Somewhere from the sky came a strange, half-human note, as of someone chiding: “Wal-lace, Wal-lace, Wat!” I could get no view for the trees. Then the voice flexibly changed to a deep-toned “Co-logne, Co-logne, Co-logne,” that rang like a bell through the forest aisles.

Two names uttered distinctly from the air! Two scenes conjured in a breath, vivid but unrelated as in dreams: Wallace—an iron-bound Scottish coast; Cologne—tall spires, and cliffs along the Rhine! What magic had flashed such pictures upon a remote summit of the Smoky Mountains?

The weird speaker sailed into view—a raven. Forward it swept with great speed of ebon wings, fairly within gunshot for one teasing moment. Then, as if to mock my gaping stupor, it hurtled like a hawk far into the safe distance, whence it flung back loud screams of defiance and chuckles of derision.

As the morning drew on, I let the fire die to ashes and basked lazily in the sun. Not a sound had I heard from the dogs. My hoodoo was working malignly. Well, let it work. I was comfortable now, and that old bear could go to any other doom she preferred. It was pleasant enough to lie here alone in the forest and be free! Aye, it was good to be alive, and to be far, far away from the broken bottles and old tin cans of civilization.

“By and by up they came, carrying the Bear on a trimmed sapling”

For many a league to the southward clouds covered all the valleys in billows of white, from which rose a hundred mountain tops, like islands in a tropic ocean. My fancy sailed among and beyond them, beyond the horizon’s rim, even unto those far seas that I had sailed in my youth, to the old times and the old friends that I should never see again.
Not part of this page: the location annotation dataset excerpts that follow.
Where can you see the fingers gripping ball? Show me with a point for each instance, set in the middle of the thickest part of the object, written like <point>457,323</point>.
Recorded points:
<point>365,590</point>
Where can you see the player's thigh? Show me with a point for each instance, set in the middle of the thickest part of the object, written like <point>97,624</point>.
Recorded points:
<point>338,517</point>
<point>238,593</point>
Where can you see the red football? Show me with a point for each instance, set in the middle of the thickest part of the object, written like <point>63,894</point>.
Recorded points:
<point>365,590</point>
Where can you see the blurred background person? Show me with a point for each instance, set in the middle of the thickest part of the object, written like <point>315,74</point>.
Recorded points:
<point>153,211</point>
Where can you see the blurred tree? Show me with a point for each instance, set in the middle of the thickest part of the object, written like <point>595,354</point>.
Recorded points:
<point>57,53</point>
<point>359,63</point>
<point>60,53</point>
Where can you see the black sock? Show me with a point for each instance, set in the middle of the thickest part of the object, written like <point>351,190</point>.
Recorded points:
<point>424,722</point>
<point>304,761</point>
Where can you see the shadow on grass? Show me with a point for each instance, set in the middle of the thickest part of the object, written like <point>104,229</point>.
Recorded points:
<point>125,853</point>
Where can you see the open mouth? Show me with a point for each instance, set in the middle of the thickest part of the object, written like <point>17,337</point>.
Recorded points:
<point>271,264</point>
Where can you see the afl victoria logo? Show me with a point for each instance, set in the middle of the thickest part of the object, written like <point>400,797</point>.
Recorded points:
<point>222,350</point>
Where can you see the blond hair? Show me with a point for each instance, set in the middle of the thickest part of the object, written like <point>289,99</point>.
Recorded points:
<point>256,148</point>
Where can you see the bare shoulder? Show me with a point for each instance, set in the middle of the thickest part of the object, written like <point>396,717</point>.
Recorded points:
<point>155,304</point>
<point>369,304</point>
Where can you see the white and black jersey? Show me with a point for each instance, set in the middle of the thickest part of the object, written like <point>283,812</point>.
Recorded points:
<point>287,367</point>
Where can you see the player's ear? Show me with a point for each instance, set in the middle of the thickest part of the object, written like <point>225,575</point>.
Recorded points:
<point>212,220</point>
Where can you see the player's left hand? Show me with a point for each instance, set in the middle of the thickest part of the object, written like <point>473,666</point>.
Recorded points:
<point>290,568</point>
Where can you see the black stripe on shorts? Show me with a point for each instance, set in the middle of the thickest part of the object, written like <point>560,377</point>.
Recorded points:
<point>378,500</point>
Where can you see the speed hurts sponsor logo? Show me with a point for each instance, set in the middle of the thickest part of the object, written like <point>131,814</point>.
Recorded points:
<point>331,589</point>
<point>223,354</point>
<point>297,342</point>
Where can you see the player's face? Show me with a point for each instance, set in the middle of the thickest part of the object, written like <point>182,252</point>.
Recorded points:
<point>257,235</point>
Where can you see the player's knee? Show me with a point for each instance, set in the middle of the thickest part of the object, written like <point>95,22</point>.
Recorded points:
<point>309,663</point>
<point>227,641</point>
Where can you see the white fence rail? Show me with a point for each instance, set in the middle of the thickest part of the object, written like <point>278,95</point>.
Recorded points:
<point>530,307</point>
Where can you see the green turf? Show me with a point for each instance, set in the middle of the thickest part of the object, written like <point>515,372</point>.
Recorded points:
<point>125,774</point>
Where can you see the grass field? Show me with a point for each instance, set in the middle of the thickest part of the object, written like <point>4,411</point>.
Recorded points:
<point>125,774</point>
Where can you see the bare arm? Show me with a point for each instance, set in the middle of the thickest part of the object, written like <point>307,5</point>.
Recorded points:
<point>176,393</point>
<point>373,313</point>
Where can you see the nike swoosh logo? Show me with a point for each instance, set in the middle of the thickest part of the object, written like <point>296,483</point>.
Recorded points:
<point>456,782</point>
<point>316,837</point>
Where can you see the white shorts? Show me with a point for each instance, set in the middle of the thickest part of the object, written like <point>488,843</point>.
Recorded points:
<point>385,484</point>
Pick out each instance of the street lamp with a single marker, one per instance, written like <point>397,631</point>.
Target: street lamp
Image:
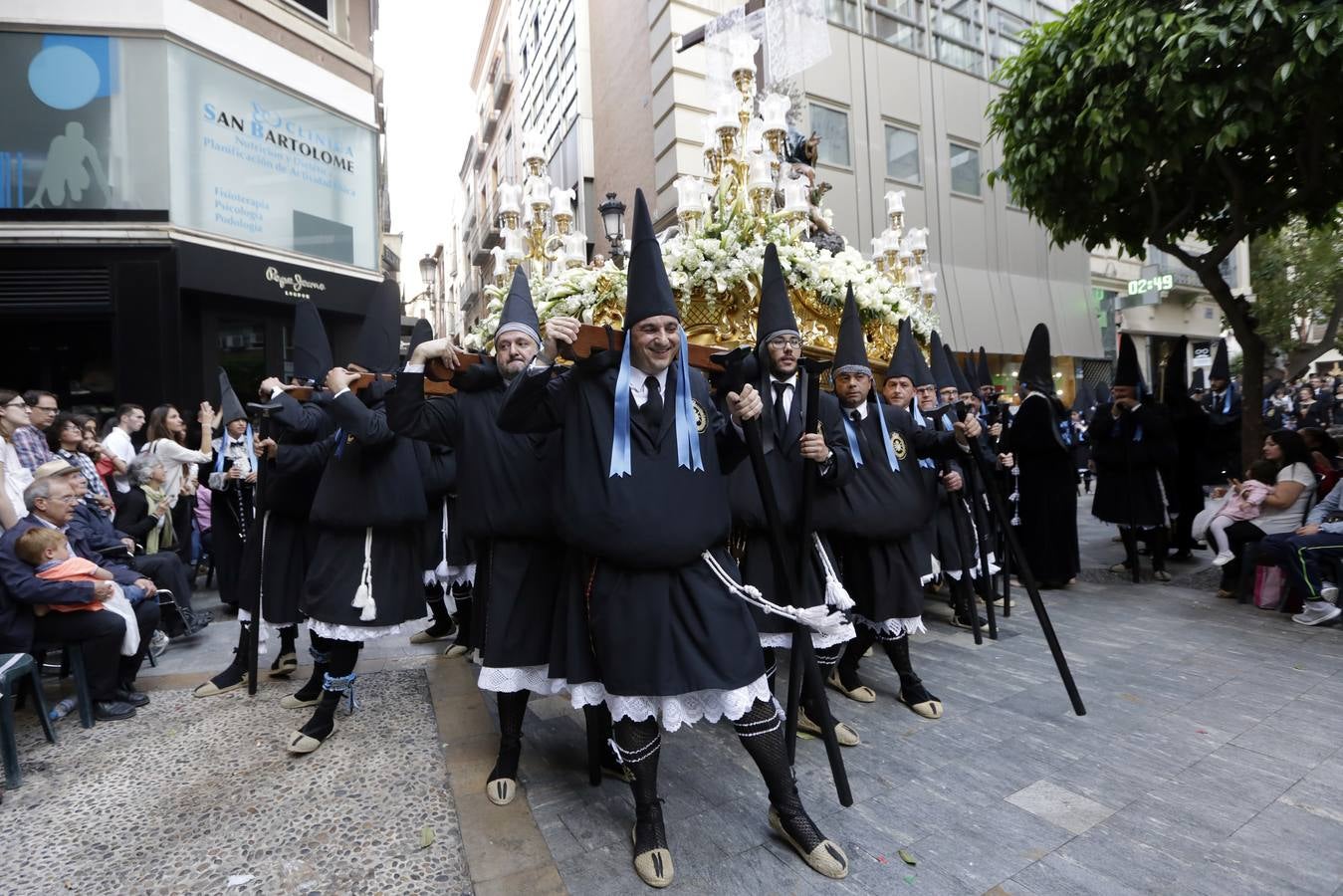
<point>612,220</point>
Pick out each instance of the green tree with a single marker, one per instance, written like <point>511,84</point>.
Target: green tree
<point>1297,287</point>
<point>1146,122</point>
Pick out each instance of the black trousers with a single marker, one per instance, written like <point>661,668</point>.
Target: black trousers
<point>166,571</point>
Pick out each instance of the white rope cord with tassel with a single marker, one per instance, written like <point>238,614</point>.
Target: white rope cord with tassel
<point>364,592</point>
<point>837,595</point>
<point>818,618</point>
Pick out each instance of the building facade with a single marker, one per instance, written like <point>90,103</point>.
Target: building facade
<point>532,74</point>
<point>173,175</point>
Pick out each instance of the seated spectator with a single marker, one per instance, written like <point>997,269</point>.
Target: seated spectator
<point>1281,511</point>
<point>66,438</point>
<point>30,441</point>
<point>1301,555</point>
<point>14,415</point>
<point>121,452</point>
<point>50,503</point>
<point>47,551</point>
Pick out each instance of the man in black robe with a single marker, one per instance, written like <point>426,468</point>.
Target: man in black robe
<point>1131,442</point>
<point>1046,485</point>
<point>785,452</point>
<point>873,522</point>
<point>364,579</point>
<point>1189,427</point>
<point>504,481</point>
<point>1223,403</point>
<point>281,546</point>
<point>668,634</point>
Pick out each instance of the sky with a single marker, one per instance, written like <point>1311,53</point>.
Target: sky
<point>426,51</point>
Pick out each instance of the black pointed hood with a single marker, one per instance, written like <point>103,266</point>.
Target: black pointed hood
<point>1174,379</point>
<point>943,376</point>
<point>1127,372</point>
<point>1037,365</point>
<point>312,349</point>
<point>982,375</point>
<point>519,312</point>
<point>649,291</point>
<point>1221,368</point>
<point>379,344</point>
<point>908,358</point>
<point>230,406</point>
<point>851,345</point>
<point>423,332</point>
<point>776,308</point>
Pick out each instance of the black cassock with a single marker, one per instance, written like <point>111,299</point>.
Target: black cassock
<point>785,473</point>
<point>880,522</point>
<point>1130,452</point>
<point>281,545</point>
<point>1046,489</point>
<point>368,514</point>
<point>504,485</point>
<point>647,625</point>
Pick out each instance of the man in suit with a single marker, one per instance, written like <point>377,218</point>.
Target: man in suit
<point>50,501</point>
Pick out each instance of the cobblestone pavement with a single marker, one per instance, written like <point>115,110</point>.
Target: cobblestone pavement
<point>199,796</point>
<point>1209,762</point>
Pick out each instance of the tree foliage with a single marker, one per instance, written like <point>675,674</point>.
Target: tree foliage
<point>1299,291</point>
<point>1145,122</point>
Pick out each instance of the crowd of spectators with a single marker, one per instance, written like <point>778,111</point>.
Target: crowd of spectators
<point>118,580</point>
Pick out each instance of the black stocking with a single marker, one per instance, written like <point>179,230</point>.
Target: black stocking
<point>911,687</point>
<point>638,745</point>
<point>862,639</point>
<point>512,710</point>
<point>761,733</point>
<point>337,683</point>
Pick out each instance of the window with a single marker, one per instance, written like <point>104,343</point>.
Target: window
<point>965,169</point>
<point>833,129</point>
<point>903,154</point>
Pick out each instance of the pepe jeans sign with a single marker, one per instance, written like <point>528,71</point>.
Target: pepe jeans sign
<point>295,285</point>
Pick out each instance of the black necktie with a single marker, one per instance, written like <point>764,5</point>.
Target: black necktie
<point>653,407</point>
<point>781,414</point>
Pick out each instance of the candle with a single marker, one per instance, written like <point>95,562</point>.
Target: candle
<point>561,202</point>
<point>742,47</point>
<point>774,109</point>
<point>795,196</point>
<point>509,196</point>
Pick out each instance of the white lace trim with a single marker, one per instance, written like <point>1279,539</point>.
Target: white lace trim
<point>676,710</point>
<point>896,626</point>
<point>509,680</point>
<point>818,639</point>
<point>356,633</point>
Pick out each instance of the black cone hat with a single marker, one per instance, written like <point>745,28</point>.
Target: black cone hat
<point>1221,362</point>
<point>1174,380</point>
<point>851,345</point>
<point>776,310</point>
<point>907,358</point>
<point>423,332</point>
<point>1037,364</point>
<point>982,375</point>
<point>312,349</point>
<point>519,312</point>
<point>649,291</point>
<point>1127,372</point>
<point>230,407</point>
<point>379,344</point>
<point>943,376</point>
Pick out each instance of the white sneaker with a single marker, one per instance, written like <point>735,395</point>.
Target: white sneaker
<point>1316,611</point>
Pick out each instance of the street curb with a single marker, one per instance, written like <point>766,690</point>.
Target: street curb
<point>504,848</point>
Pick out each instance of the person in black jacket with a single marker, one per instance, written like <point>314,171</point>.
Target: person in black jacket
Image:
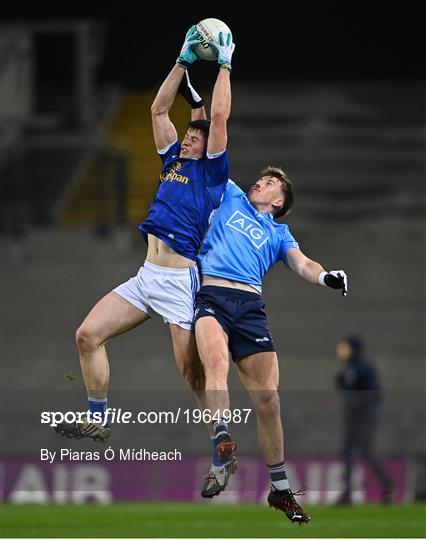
<point>361,393</point>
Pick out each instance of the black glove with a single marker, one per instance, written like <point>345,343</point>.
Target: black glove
<point>187,91</point>
<point>336,279</point>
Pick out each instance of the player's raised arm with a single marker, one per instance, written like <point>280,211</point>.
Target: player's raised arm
<point>221,99</point>
<point>164,131</point>
<point>314,272</point>
<point>193,98</point>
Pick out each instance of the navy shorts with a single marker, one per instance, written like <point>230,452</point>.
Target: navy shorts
<point>242,316</point>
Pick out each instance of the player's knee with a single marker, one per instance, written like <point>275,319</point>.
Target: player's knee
<point>86,339</point>
<point>268,404</point>
<point>194,377</point>
<point>216,364</point>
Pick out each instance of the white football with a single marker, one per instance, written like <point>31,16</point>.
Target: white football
<point>209,30</point>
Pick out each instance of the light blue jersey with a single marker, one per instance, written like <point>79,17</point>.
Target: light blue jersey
<point>242,244</point>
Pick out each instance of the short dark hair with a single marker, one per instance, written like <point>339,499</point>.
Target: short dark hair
<point>287,188</point>
<point>201,125</point>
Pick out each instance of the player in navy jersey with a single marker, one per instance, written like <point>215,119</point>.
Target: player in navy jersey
<point>192,182</point>
<point>242,244</point>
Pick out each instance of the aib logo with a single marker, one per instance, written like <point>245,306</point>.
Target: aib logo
<point>249,227</point>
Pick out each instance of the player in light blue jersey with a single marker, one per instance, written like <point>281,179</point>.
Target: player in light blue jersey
<point>242,244</point>
<point>192,182</point>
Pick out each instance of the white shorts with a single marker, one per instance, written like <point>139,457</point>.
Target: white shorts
<point>165,292</point>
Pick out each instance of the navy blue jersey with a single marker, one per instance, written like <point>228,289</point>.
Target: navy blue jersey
<point>189,190</point>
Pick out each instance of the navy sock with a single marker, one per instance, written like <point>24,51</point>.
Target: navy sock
<point>215,460</point>
<point>220,427</point>
<point>98,406</point>
<point>278,476</point>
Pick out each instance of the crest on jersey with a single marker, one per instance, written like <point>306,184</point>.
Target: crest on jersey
<point>248,227</point>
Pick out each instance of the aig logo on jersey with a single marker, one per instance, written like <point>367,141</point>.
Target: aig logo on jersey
<point>249,227</point>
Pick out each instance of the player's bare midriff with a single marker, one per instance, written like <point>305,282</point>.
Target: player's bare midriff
<point>161,254</point>
<point>219,282</point>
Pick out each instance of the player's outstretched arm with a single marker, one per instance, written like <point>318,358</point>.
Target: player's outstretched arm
<point>315,273</point>
<point>221,99</point>
<point>164,131</point>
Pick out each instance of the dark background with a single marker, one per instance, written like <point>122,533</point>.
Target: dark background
<point>270,45</point>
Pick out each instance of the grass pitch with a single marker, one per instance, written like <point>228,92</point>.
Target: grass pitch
<point>206,520</point>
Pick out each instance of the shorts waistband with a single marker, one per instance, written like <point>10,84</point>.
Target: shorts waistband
<point>170,271</point>
<point>229,291</point>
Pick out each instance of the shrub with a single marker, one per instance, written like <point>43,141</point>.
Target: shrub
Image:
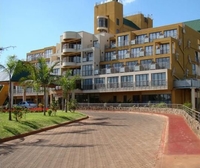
<point>49,111</point>
<point>18,113</point>
<point>188,104</point>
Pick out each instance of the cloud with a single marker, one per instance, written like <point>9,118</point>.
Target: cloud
<point>125,2</point>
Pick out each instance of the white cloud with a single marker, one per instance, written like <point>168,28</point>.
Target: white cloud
<point>127,1</point>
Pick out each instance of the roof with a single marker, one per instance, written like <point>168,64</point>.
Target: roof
<point>194,24</point>
<point>130,24</point>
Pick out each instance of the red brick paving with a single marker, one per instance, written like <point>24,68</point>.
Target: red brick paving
<point>181,139</point>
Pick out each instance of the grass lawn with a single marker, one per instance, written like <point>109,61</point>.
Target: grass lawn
<point>33,121</point>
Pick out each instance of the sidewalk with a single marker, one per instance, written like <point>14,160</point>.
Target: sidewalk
<point>182,148</point>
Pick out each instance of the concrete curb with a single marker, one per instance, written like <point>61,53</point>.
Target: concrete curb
<point>40,130</point>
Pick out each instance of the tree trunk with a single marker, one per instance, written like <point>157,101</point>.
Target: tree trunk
<point>44,109</point>
<point>9,103</point>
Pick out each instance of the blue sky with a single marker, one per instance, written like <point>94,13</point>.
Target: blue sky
<point>35,24</point>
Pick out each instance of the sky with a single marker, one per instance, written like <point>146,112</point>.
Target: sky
<point>34,24</point>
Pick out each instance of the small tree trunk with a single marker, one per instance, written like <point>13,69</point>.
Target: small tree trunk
<point>10,94</point>
<point>44,109</point>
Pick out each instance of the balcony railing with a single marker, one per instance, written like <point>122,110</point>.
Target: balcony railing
<point>138,85</point>
<point>29,91</point>
<point>187,83</point>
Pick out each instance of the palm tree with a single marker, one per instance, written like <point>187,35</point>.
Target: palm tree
<point>31,80</point>
<point>10,68</point>
<point>67,83</point>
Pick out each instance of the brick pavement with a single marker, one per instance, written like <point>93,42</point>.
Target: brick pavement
<point>108,140</point>
<point>105,140</point>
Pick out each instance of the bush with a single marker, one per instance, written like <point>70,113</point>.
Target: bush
<point>50,111</point>
<point>18,112</point>
<point>188,104</point>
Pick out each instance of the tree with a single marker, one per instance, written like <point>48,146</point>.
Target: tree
<point>10,68</point>
<point>67,83</point>
<point>31,80</point>
<point>44,76</point>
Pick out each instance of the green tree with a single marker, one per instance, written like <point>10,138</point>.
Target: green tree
<point>67,83</point>
<point>31,80</point>
<point>44,76</point>
<point>10,68</point>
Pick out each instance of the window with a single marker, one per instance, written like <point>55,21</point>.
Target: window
<point>170,33</point>
<point>157,98</point>
<point>127,81</point>
<point>158,79</point>
<point>117,21</point>
<point>164,48</point>
<point>142,80</point>
<point>121,54</point>
<point>123,40</point>
<point>56,71</point>
<point>108,55</point>
<point>117,66</point>
<point>163,63</point>
<point>87,70</point>
<point>96,44</point>
<point>87,84</point>
<point>140,39</point>
<point>153,36</point>
<point>102,22</point>
<point>146,64</point>
<point>135,52</point>
<point>99,83</point>
<point>194,69</point>
<point>112,82</point>
<point>131,65</point>
<point>148,50</point>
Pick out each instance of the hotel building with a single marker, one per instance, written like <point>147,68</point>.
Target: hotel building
<point>127,60</point>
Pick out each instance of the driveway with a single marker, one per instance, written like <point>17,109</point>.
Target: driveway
<point>105,140</point>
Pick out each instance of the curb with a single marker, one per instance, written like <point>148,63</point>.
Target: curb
<point>40,130</point>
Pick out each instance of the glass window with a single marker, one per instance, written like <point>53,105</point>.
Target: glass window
<point>102,22</point>
<point>86,70</point>
<point>142,80</point>
<point>163,63</point>
<point>170,33</point>
<point>127,81</point>
<point>140,39</point>
<point>123,40</point>
<point>87,84</point>
<point>158,79</point>
<point>153,36</point>
<point>148,50</point>
<point>112,82</point>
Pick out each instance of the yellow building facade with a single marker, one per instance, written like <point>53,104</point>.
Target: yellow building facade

But a forenoon is long-drawn-out when one has breakfasted before dawn, and has nothing to do but sit motionless in the woods and watch and listen. I got to fingering my rifle trigger impatiently and wishing that a wild Thanksgiving gobbler might blunder into view. Squirrels made ceaseless chatter all around my stand. Large hawks shrilled by me within tempting range, whistling like spent bullets. A groundhog sat up on a log and whistled, too, after a manner of his own. He was so near that I could see his nose wiggle. A skunk waddled around for twenty minutes, and once came so close that I thought he would nibble my boot. I was among old mossy beeches, scaled with polyphori, and twisted into postures of torture by their battles with the storms. Below, among chestnuts and birches, I could hear the t-wee, t-wee of “joree-birds” (towhees), which winter in the valleys. Incessantly came the chip-chip-cluck of ground squirrels, the saucy bark of the grays, and great chirruping among the “boomers,” which had ceased swearing and were hard at work.

Far off on my left a rifle cracked. I pricked up and listened intently, but there was never a yelp from a dog. Since it is a law of the chase to fire at nothing smaller than turkeys, lest big game be scared away, this shot might mean a gobbler. I knew that Matt Hyde could not, to save his soul, sit ten minutes on a stand without calling turkeys (and he could call them, with his unassisted mouth, better than anyone I ever heard perform with leaf or wing-bone or any other contrivance).

Thus the slow hours dragged along. I yearned mightily to stretch my legs. Finally, being certain that no drive would approach my stand that day, I ambled back to the hut and did a turn at dinner-getting. Things were smoking, and smelt good, by the time four of our men turned up, all of them dog-tired and disappointed, but stoical.